当時中学生だった野坂昭如もこの飼料用トウモロコシを食べて命をつないだ一人だそうだ。後年、アメリカの養豚農家で肥料トウモロコシと再会したとき、野坂は思わずなつかしいものがこみあげてきたと、あるテレビ番組で語っていた。
「僕は子供のころ、これ(豚の餌)を食べて育ったんだといっても、会ったアメリカ人は誰も信じてくれなかった」
 それでも、野坂はアメリカを恨む気にはならなかった。この豚の餌があったからこそ、自分は飢え死にせずにすんだのだからと。
 やはり終戦直後の東京の闇市では米軍払い下げの残飯で作った一杯10円のシチューが飛ぶように売れたという。シチューの中には噛み捨てたガムや煙草の吸殻、ひどいときにはコンドームが混じっていることもあったが、とにかく飢えをしのぐのに必死で、誰も文句をいう者はいなかったという。

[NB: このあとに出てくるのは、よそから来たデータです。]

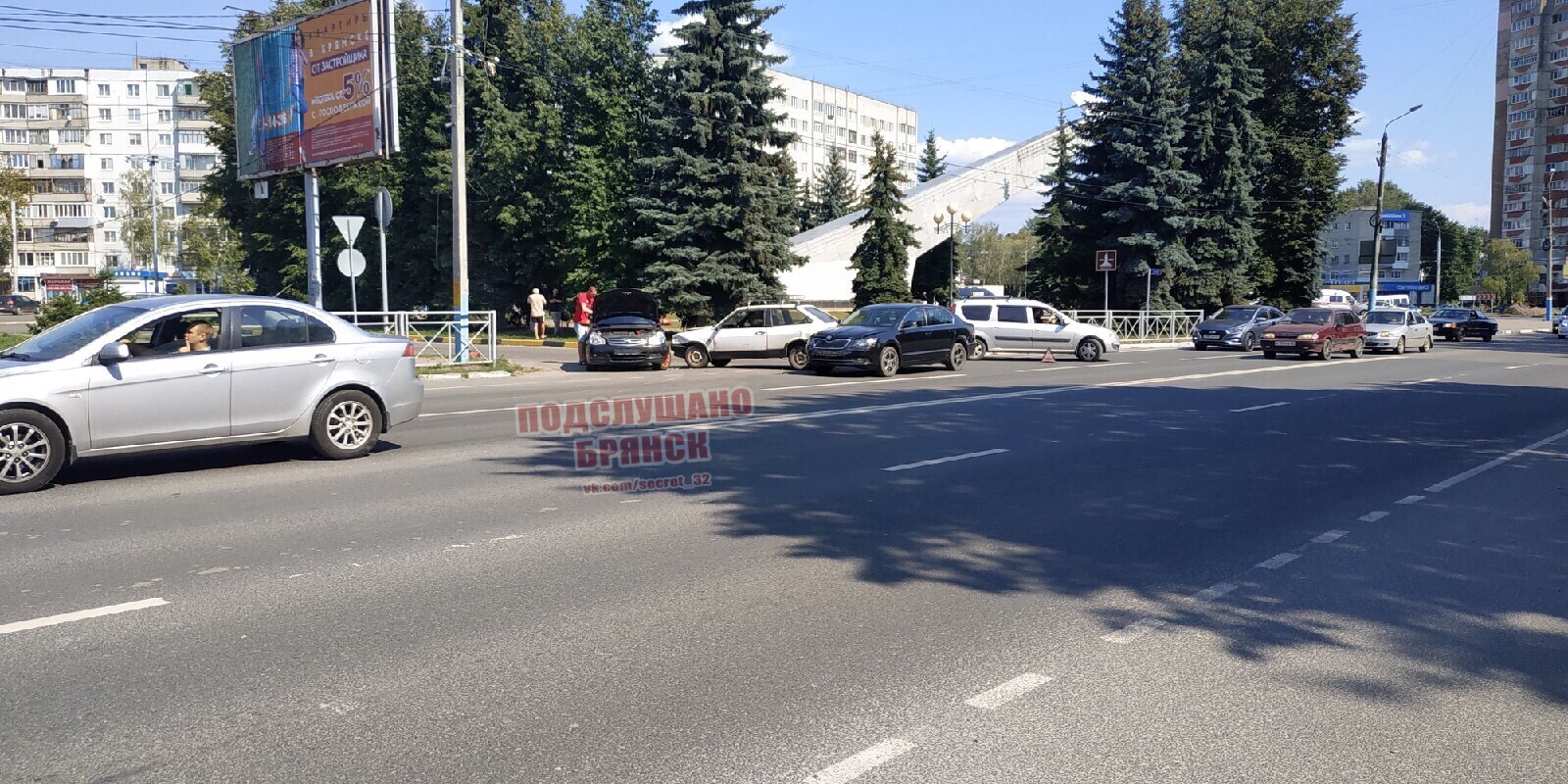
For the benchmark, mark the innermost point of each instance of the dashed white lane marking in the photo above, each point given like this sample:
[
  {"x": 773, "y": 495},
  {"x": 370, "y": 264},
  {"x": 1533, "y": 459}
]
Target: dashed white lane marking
[
  {"x": 1134, "y": 631},
  {"x": 1259, "y": 408},
  {"x": 1494, "y": 463},
  {"x": 866, "y": 381},
  {"x": 859, "y": 764},
  {"x": 1086, "y": 366},
  {"x": 1280, "y": 561},
  {"x": 1214, "y": 592},
  {"x": 1007, "y": 692},
  {"x": 80, "y": 615},
  {"x": 924, "y": 463}
]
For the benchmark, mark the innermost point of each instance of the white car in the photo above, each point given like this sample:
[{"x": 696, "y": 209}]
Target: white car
[
  {"x": 1396, "y": 329},
  {"x": 760, "y": 331},
  {"x": 1029, "y": 326}
]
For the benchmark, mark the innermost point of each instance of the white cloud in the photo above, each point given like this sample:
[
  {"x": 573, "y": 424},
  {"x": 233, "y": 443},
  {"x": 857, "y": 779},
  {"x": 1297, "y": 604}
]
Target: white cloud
[
  {"x": 665, "y": 36},
  {"x": 1468, "y": 214},
  {"x": 971, "y": 149}
]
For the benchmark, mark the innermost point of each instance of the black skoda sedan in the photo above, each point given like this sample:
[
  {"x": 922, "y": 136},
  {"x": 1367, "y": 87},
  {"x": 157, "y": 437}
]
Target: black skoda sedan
[{"x": 883, "y": 337}]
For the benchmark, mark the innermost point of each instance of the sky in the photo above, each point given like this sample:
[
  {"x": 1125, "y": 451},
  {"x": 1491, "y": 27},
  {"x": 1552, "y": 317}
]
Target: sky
[{"x": 984, "y": 74}]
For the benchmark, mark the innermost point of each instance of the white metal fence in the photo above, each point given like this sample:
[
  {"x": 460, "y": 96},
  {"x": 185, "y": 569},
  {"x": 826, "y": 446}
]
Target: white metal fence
[
  {"x": 1144, "y": 326},
  {"x": 435, "y": 333}
]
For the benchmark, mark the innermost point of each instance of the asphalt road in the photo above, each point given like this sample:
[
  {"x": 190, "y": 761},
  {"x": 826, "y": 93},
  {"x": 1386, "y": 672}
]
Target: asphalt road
[{"x": 1170, "y": 566}]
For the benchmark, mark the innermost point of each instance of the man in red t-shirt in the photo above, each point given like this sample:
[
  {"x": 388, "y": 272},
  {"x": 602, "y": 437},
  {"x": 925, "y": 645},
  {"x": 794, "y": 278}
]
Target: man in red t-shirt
[{"x": 580, "y": 318}]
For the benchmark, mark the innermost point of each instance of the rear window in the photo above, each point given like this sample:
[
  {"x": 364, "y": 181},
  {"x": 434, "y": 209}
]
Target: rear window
[{"x": 976, "y": 313}]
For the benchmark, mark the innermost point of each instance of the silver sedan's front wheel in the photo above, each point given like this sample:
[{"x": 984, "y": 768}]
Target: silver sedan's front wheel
[
  {"x": 345, "y": 425},
  {"x": 31, "y": 451}
]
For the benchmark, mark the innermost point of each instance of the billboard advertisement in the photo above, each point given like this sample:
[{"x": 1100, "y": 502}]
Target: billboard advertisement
[{"x": 318, "y": 91}]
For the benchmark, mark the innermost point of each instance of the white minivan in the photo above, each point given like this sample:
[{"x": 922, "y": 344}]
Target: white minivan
[{"x": 1029, "y": 326}]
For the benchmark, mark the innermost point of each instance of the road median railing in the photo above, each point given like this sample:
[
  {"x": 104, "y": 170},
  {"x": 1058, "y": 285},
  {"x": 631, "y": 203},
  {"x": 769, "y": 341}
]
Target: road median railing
[
  {"x": 438, "y": 336},
  {"x": 1144, "y": 326}
]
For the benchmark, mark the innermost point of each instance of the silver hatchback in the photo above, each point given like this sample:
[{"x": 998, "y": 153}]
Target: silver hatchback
[{"x": 172, "y": 372}]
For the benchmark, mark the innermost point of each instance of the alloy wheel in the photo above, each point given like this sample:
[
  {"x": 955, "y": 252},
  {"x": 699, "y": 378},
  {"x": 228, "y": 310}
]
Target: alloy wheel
[
  {"x": 349, "y": 425},
  {"x": 24, "y": 452}
]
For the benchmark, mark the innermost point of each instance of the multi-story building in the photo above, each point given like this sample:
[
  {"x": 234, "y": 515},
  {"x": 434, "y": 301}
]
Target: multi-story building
[
  {"x": 1531, "y": 130},
  {"x": 828, "y": 118},
  {"x": 77, "y": 132},
  {"x": 1348, "y": 253}
]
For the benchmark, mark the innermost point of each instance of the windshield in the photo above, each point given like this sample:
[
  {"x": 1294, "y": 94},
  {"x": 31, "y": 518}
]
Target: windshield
[
  {"x": 1306, "y": 318},
  {"x": 875, "y": 318},
  {"x": 1235, "y": 314},
  {"x": 70, "y": 336}
]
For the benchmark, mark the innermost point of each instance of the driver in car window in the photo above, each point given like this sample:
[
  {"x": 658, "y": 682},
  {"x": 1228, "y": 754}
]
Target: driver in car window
[{"x": 198, "y": 337}]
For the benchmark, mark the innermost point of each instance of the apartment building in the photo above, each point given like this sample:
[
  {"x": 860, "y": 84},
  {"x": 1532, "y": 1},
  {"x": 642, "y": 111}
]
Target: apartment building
[
  {"x": 828, "y": 118},
  {"x": 1531, "y": 132},
  {"x": 75, "y": 133},
  {"x": 1348, "y": 253}
]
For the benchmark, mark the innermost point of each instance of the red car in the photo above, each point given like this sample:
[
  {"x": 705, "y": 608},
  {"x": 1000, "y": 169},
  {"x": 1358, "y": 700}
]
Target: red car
[{"x": 1316, "y": 331}]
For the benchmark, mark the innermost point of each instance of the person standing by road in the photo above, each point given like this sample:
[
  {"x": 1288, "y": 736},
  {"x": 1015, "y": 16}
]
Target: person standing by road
[
  {"x": 537, "y": 314},
  {"x": 580, "y": 320}
]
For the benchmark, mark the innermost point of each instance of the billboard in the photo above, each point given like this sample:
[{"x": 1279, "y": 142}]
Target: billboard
[{"x": 318, "y": 91}]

 翻って、お隣の国は、日本との併合時代を「人類史上類例のない過酷な植民地支配」といってはばからない。日本の米軍占領下は約7年、日韓併合は35年である。果たして日本が、総督府が、その35年の中で、当時日本人だった半島の人々に豚の餌や残飯を食わせたことがあったであろうか、改めて問いただしたい気持ちでいっぱいである。